The students who took part in this campus-wide riot are making their stance clear: We care much more about winning football games than the well-being of our fellow students. This is a depressingly too common stance when it comes to any sexual abuse or rape case in our society. If the “accused” also known as the abuser or rapist has any value (as assigned by our white, middle-upper class, male, ableist, hetero-normative – dominated society) like clockwork, a set of dynamics take place without fail. In this case it is a world-renowned football coach. For each win he has under his belt, die-hard fans are willing to make excuse his actions.
Assistant coach Jerry Sandusky has been charged with abusing at least 8 boys over a span of 15 years. Additionally Athletic director Tim Curley and Vice President for Finance Gary Schultz were charged with not reporting the sexual abuse and of course lying under oath.
The background of the case is that a graduate assistant saw Sandusky sexually assaulting a boy in a locker room shower in the Penn State football department. He then told Paterno what he saw, and Paterno alerted Curley and Shultz. None of the men reported anything.
Having experience working directly in the domestic violence and sexual assault professional realms, the Clery Act is something that I’m very familiar with – it is also something that ALL colleges and universities should also be very familiar with. The Jeanne Clery Disclosure of Campus Security Policy and Campus Crime Statistics Act requires colleges to report and disclose this type of sexual abuse (and other criminal offenses) on campus. In other words, Sandusky, Curley, Schultz, and Paterno are all mandated reporters and they clearly did not say a word.
There is a saying that speaks to there being “two types of bad people…people who do bad things, and people who see bad things happen and don’t say anything.” So if Paterno knew about Sandusky’s abuse, does he not have a moral obligation to himself, the victims/survivors, and the entire PSU campus to do something?
We will never make progress in our society if we don’t give up this pathetic notion of what we have labeled “the innocent bystander”. Somehow we are all innocent in all the cases that we may witness or know about. Perhaps this is that precise attitude that is keeping us from moving forward.

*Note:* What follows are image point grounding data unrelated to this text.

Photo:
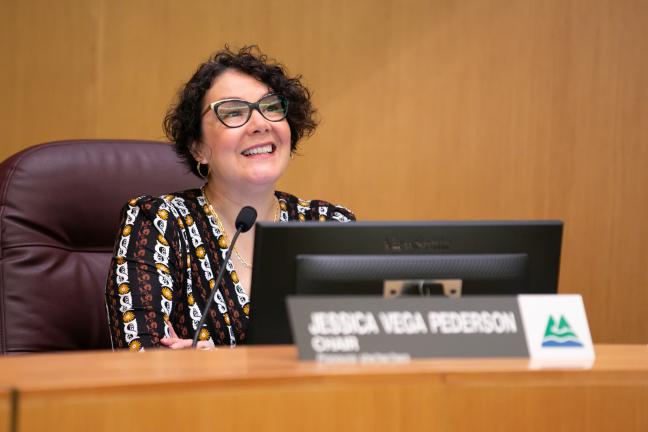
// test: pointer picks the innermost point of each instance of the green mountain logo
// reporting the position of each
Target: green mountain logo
(560, 334)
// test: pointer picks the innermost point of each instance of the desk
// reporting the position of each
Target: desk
(266, 388)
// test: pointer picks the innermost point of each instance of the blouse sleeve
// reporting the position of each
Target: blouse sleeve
(144, 275)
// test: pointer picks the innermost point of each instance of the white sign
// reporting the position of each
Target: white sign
(557, 332)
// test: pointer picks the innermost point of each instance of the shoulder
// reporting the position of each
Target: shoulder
(294, 208)
(163, 206)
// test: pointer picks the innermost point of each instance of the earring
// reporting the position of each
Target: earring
(203, 176)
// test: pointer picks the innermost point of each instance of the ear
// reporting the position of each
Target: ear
(196, 150)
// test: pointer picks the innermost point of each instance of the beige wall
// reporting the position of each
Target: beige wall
(430, 109)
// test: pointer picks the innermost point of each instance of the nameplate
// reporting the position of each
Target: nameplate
(378, 330)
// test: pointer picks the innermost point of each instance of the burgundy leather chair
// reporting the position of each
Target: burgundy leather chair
(59, 215)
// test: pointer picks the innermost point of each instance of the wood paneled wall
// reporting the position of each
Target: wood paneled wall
(429, 109)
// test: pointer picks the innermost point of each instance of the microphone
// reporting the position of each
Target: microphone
(244, 221)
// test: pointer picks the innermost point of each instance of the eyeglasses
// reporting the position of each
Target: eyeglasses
(235, 113)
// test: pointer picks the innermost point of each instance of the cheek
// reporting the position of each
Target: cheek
(285, 133)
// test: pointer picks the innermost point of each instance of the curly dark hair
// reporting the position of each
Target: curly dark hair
(182, 122)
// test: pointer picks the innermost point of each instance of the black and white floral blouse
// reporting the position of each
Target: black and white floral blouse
(167, 255)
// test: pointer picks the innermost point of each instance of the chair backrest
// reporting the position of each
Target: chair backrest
(59, 213)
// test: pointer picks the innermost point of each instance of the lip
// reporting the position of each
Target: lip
(274, 149)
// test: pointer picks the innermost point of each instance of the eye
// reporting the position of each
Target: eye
(272, 105)
(232, 109)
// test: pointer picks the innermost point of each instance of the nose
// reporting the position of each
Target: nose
(258, 123)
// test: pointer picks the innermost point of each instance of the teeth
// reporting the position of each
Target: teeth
(258, 150)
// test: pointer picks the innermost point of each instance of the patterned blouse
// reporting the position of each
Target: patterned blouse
(165, 263)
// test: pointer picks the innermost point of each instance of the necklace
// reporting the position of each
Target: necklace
(224, 233)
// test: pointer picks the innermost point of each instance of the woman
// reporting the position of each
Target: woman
(237, 123)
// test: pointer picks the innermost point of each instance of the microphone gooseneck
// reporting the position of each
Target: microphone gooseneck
(244, 222)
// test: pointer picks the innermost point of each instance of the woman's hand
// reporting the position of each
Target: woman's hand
(174, 342)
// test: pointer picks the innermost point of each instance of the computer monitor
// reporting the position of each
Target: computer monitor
(396, 258)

Rather than ever accept being an “innocent bystander” how about we strive to be empowered bystanders and arm ourselves with tools to act when we see or hear out potentially harmful situations?
Paterno told the press:
“I am disappointed with the board of trustees’ decision, but I have to accept it,” he said in a statement. “A tragedy occurred, and we all have to have patience to let the legal process proceed.
How about you listen to your [now former] PSU Quaterback Matt McGloin, [now former] coach?
McGloin tweeted Thursday:
“This is a tough time But the outrage we are feeling now is nothing compared to what the victims are going through.keep them in our prayers.”